Google recently filed a patent for information retrieval based on historical data. According to Danny Wall, it has nothing to do with its "My Search History" feature, and everything to do with what factors will matter to how high your website will rank in Google's search engine. Many SEOs may need to do some serious rethinking of their strategies in the coming months.
If you're a big search engine geek like myself, then the latest news of Google's patent filing has probably been filling up a lot of your time. If you're just a normal person with a website, then you may not even know that Google has made a somewhat important patent filing, let alone know what it means to you and your website.
Now before I go any further, let me say that much of what I'm going to tell you is speculation based on what the filing says, and more than a little of my own testing and experience in the SEO field.
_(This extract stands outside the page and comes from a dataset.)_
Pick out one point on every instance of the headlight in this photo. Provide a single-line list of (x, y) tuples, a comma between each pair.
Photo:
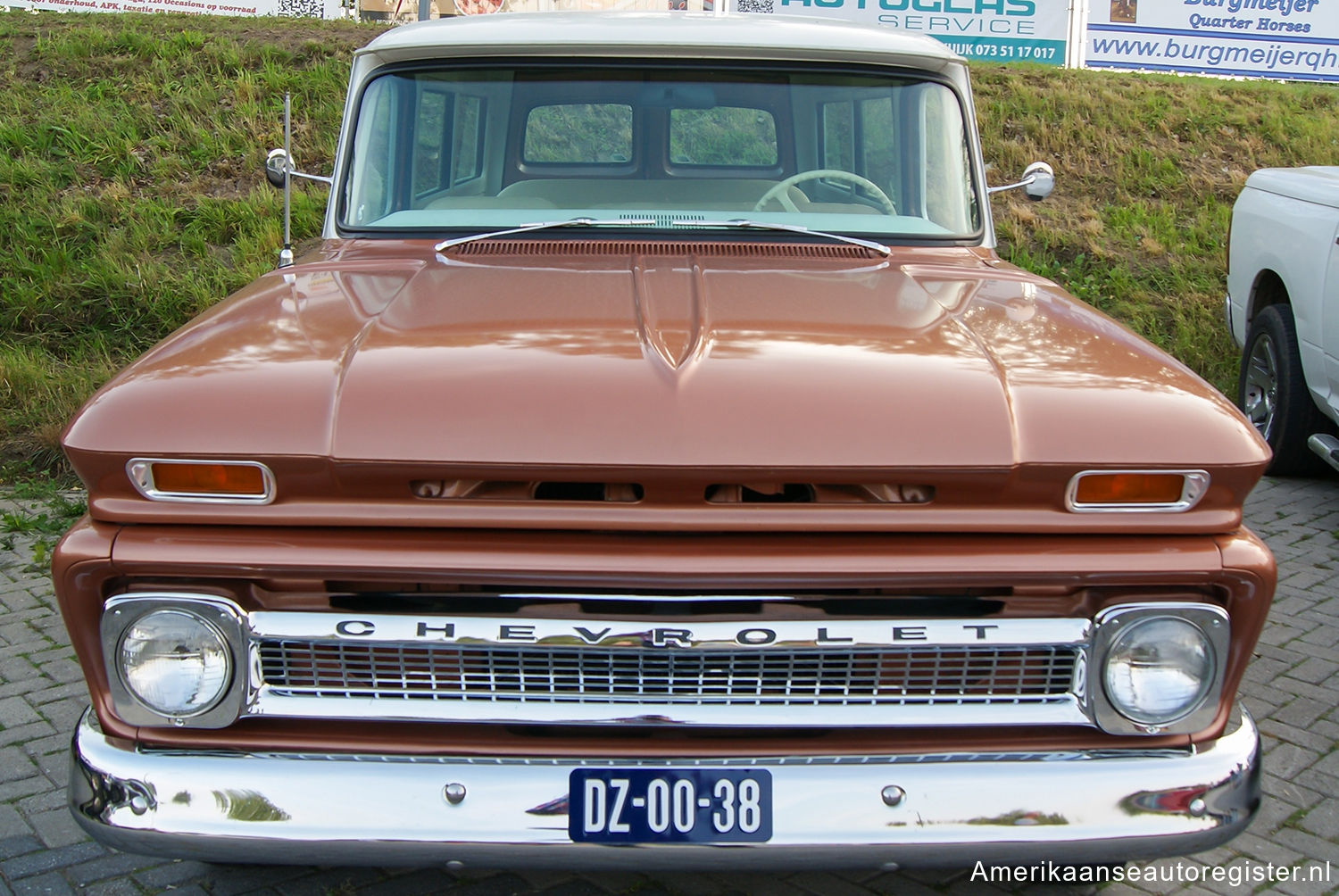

The Google filing (#20050071741 - Information Retrieval Based on Historical Data) is a rather long winded technical document, and what I'm going to do in this article is attempt to give it to you in layman's language, so you can grasp the overall concepts. I'm also going to limit this article to the "biggies," partially for space reasons and partially to keep this thing from becoming a long winded technical rant.
For starters, just by looking at the patent it becomes pretty obvious that Google is going to begin looking at history very closely. This includes the history of your website, the history of individual pages on your website, and the history of links to your website and pages within it. It will be using this "history" to help determine relevance. Now this doesn't automatically mean that a brand new website can't rank well when it's "new," but it does mean that things like how things grow and change over time will be very important to Google.
It also means that all of the folks using "content randomizers" in an effort to make Google think their sites are being changed frequently are in for a big surprise. Because Google will be maintaining your site's history, it won't take very many iterations of returning to your site before the randomizer brings back content very similar to what was already there many visits previous. You can be sure that any such attempts at "fooling" the search engine will be looked at very harshly.
Having said that, Google is letting it be known that content "freshness" is going to count very heavily. It is going to look for new content on existing pages along with new pages being created.